The IMCH internal registers (I/O Mapped and Configuration registers) are accessible by
the IA-32 core. The registers can be accessed as Byte, Word (16-bit), or Dword (32-bit)
quantities, with the exception of CONFIG_ADDRESS, which can only be accessed as a
Dword. All multi-byte numeric fields use “little-endian” ordering (i.e., lower addresses
contain the least significant parts of the field).
Irrespective of the access mechanism used (I/O register mechanism, or memory-
mapped mechanism), the IMCH ONLY supports 1-4 byte accesses into configuration
space. Software must (if necessary) take steps to prevent use of opcodes that would
treat configuration space destinations as objects greater than a single Dword (32 bits)
in size. Such attempted usage will result in spurious behavior up to and including
hanging the platform.
Some of the IMCH registers described in this section contain reserved bits which are
labeled “Reserved”. Software must deal correctly with fields that are reserved. On
reads, software must use appropriate masks to extract the defined bits and not rely on
reserved bits being any particular value. On writes, software must ensure that the
values of reserved bit positions are preserved. That is, the values of reserved bit
positions must first be read, merged with the new values for other bit positions and
then written back. Note the software does not need to perform read, merge, write
operation for the configuration address register.
In addition to reserved bits within a register, the IMCH contains address locations in the
configuration space of the Host-NSI Bridge entity that are marked either “Reserved” or
“Intel Reserved”. The IMCH responds to accesses to “Reserved” address locations by
completing the host cycle. When a “Reserved” register location is read, a zero value is
returned. (“Reserved” registers can be 8-, 16-, or 32-bit in size). Write operations to
“Reserved” registers have no effect on the IMCH. Registers that are marked as “Intel
Reserved” must not be modified by system software. Writes to “Intel Reserved”
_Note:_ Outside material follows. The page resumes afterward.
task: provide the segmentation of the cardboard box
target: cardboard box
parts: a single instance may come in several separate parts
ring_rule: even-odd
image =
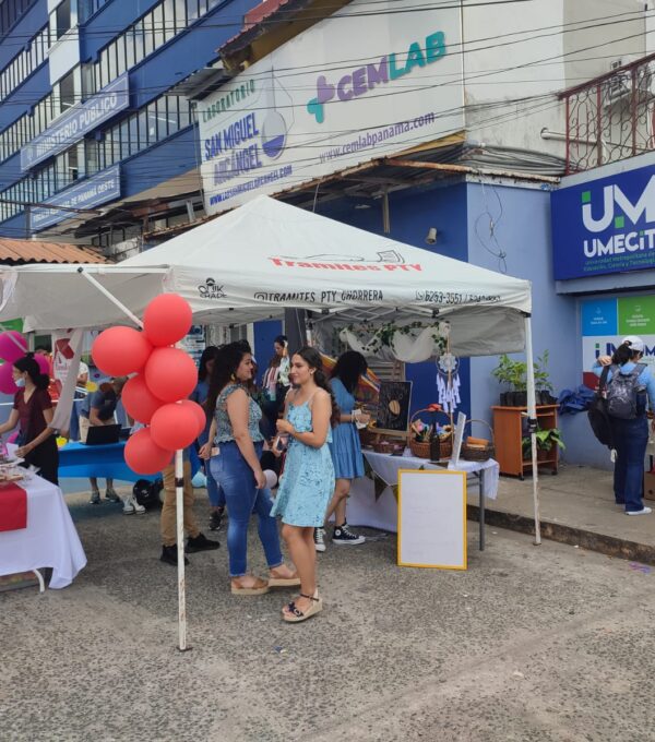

registers may cause system failure. Reads to “Intel Reserved” registers may return a
non-zero value.
Upon a Reset, CMI sets its entire internal configuration registers to predetermined
default states. At reset, some register values are determined by external strapping
options. A register’s default value represents the minimum functionality feature set
required to successfully bring up the system. It is the responsibility of the system
initialization software (usually the BIOS) to properly determine the DRAM
configurations, operating parameters and optional system features that are applicable,
and to program CMI registers accordingly.
IMCH Sticky Registers
Certain registers in the IMCH are sticky through a hard-reset. They will only be reset on
a Power-good reset. In general, these registers are the error logging registers and a
few special cases. The error command registers are not sticky, so that on reset bogus
errors are not reported and that errors are not reported through a mechanism that
hasn’t been set up in code yet. Only those registers that are explicitly marked as
“Sticky: YES” are sticky. Those not marked or those marked as NO are not sticky.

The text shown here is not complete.